Le “paradigme” de la domination
Les termes de « dominé » et « domination » ou « rapports sociaux de domination » sont omniprésents dans l’ouvrage. Les auteurs ne reconduisent pas pour l’analyse de ces termes la même démarche que pour l’expression « classes populaires. Si pourtant on fait retour à ce qui a été exposé dans la première partie (substitution de « classe ouvrière » par « classes populaires »), ne peut-on supposer que la généralisation de ce terme de « domination » relève d’un processus similaire de glissement idéologique. Ce qui conduit à s’interroger sur le contenu des notions qui se sont trouvé progressivement effacées ? A savoir : rapports d’exploitation, rapports entre exploiteurs et exploités, entre classes qui bénéficient de l’exploitation, et classes qui les alimentent, et plus généralement rapports sociaux capitalistes, qui sont bien des rapports entre classes, non la seule prise en considération des caractéristiques empiriques de chaque classe, dans son isolement à l’égard de l’ensemble des rapports sociaux.
Dans le premier chapitre, les auteurs affirment que « s’interroger sur les classes populaires, c’est en somme s’interroger sur la façon d’analyser sociologiquement les rapports de domination entre les groupes sociaux aujourd’hui. ». Il n’est rien dit du contenu de ces « rapports sociaux de domination », si ce n’est qu’ils se déclineraient dans les domaines économique, culturel, statutaire et politique entre de grands groupes sociaux. Les classes populaires sont systématiquement rattachées à la position du « dominé », ce qui paraît suffire à définir leur positionnement social.

« Les recherches sur les ouvriers et les employés ont donc eu de plus en plus souvent recours, à partir des années 1980 et 1990, à la notion de “classes populaires” pour penser la condition dominée et les rapprochements entre eux ».
« En les regroupant sous l’expression de “salarié-e-s subalternes”, nous ne sous-entendons pas que les activités exercées sont moins difficiles ou utiles : nous rappelons simplement leur position dominée dans la hiérarchie officielle du travail et des emplois ».

Il est finalement difficile de déterminer à la lecture de l’ouvrage ce qui, en dehors de leur position de “dominées” différencierait les classes populaires des autres classes. Notons que s’agissant des « dominants », de très rares allusions sont proposées.

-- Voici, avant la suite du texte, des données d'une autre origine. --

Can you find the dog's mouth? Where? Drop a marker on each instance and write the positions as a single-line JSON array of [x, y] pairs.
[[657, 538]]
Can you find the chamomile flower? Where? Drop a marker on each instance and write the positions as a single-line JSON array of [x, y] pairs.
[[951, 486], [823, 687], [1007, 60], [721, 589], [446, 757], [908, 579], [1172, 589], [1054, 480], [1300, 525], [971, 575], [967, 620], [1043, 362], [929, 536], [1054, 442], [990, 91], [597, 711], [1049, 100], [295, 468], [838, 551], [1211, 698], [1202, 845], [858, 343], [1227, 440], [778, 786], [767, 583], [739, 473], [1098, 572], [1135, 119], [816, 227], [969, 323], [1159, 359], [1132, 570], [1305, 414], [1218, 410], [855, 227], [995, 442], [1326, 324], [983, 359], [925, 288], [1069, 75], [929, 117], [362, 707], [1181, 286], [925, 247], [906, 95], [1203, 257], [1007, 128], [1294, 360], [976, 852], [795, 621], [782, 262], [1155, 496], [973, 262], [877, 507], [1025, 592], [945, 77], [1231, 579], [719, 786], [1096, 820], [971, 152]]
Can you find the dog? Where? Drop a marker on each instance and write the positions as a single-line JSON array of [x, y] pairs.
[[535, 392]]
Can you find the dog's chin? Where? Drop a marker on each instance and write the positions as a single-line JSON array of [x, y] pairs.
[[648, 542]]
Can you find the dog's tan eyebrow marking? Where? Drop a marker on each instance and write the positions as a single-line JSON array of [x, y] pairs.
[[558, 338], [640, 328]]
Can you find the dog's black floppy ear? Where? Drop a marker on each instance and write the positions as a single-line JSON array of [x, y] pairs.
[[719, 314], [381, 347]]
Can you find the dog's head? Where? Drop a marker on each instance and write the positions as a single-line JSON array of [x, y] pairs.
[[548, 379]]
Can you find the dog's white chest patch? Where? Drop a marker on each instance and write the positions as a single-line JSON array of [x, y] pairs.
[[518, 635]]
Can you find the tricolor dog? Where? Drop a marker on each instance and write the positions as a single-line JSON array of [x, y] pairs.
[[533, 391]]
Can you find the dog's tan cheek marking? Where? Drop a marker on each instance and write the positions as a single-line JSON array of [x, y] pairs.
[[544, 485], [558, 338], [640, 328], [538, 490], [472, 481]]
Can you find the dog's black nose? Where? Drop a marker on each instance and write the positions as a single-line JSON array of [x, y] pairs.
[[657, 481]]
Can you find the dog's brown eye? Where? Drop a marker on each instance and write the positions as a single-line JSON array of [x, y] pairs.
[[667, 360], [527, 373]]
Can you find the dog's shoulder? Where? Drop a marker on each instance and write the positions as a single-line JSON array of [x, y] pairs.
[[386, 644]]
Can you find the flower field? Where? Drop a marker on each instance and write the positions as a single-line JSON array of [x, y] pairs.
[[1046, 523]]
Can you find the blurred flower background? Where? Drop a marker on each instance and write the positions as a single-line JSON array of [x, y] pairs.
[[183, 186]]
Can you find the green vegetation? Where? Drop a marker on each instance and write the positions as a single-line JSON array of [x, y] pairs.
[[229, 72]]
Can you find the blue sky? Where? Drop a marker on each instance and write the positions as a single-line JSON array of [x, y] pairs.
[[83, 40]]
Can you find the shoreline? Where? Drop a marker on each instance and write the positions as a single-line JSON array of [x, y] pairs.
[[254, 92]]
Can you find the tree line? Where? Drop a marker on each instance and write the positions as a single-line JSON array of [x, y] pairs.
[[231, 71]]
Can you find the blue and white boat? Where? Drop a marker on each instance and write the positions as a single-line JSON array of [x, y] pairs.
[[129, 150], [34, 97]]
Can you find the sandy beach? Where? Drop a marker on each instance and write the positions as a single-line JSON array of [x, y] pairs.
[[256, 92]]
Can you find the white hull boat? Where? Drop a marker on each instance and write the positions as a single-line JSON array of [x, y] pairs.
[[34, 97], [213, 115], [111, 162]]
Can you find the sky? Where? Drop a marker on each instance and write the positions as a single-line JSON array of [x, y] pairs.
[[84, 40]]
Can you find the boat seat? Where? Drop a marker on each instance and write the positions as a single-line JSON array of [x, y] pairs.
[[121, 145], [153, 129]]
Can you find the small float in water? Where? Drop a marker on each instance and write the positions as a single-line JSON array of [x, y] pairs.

Pourvue d’un appareillage “scientifique” et incontestable (données statistiques à l’appui), les analyses que proposent les auteurs contribuent finalement à alimenter le courant de “déconstruction” des repères théoriques, courant qui depuis une cinquantaine d’années tend à occuper la place “dominante”, en sociologie et ailleurs. Le “glissement idéologique” à propos de concept de classe sociale n’en étant qu’une illustration parmi de nombreuses autres.